The city of Los Angeles joined a long line of litigants on Thursday when it filed separate lawsuits (pdf) against Wells Fargo Bank and Citigroup Inc. over questionable home loans they made to low-income borrowers just before the economic crash in 2008.
The suits allege that the loans amounted to discrimination because they were targeted at minority communities and violated the federal Fair Housing Act. After years of effectively excluding these potential borrowers from the housing marketplace through redlining, the suit argues, the bankers opened the floodgates by offering them predatory loans.
Banks have foreclosed on 1.7 million homes in California since 2008 and Wells Fargo is responsible for 20% of them. Home values have declined $78.8 billion in Los Angeles during that time, according to a study cited in the Wells Fargo lawsuit. More than 79,000 Los Angeles homeowners are underwater on loans worth $7.3 billion. If banks wrote down those loans, it would pump $780 million into the local economy and add 11,353 jobs.
The suits don’t seek a specific amount of restitution, but cite studies that show 200,000 foreclosures in the L.A. area between 2008 and 2012 cost the city $1.2 billion for “maintenance, inspections, trash removal, increased public safety calls and other code enforcement services.” The city also claims it lost $481 million in property tax revenues.
Although the lawsuits focus on the period beginning just before the financial and housing crash, they outline a long history of predatory behavior by the banks that dates back decades and continues to this day. Banks increased their issuance of subprime loans targeted at minority communities from $96 billion to $640 billion between 1996 and 2006. While it was increasing those predatory loans, it was redlining the areas for more conventional loans.
The lawsuit says a regression analysis of loan data that takes into account credit history and other factors found that a Wells Fargo African-American borrower was 2.078 times more likely to get a predatory loan than a white borrower. A Latino was 1.548 more likely. When you break out those borrowers with FICO credit-worthy scores of over 660, African-Americans were 2.124 times more likely to receive a predatory loan than a white person.

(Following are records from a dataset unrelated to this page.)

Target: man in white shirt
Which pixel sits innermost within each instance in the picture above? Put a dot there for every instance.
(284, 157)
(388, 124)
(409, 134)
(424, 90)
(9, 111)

“Wells Fargo possesses sophisticated underwriting technology and data that allows it to predict with precision the likelihood of delinquency, default, or disclosure,” the lawsuit reads. “The fact that Wells Fargo’s foreclosures are so disproportionately concentrated in minority neighborhoods is not the product of random events. To the contrary, it reflects and is fully consistent with Wells Fargo’s practice of targeting minority neighborhoods and customers for discriminatory practices and predatory pricing and products.”
The city made the same accusations in its lawsuit against Citigroup.
Wells Fargo and Citigroup both released statements dismissing the allegations. Wells Fargo said it was a “fair and responsible lender” and called the lawsuit “meritless.” Citigroup said it was “fair to all of our customers.”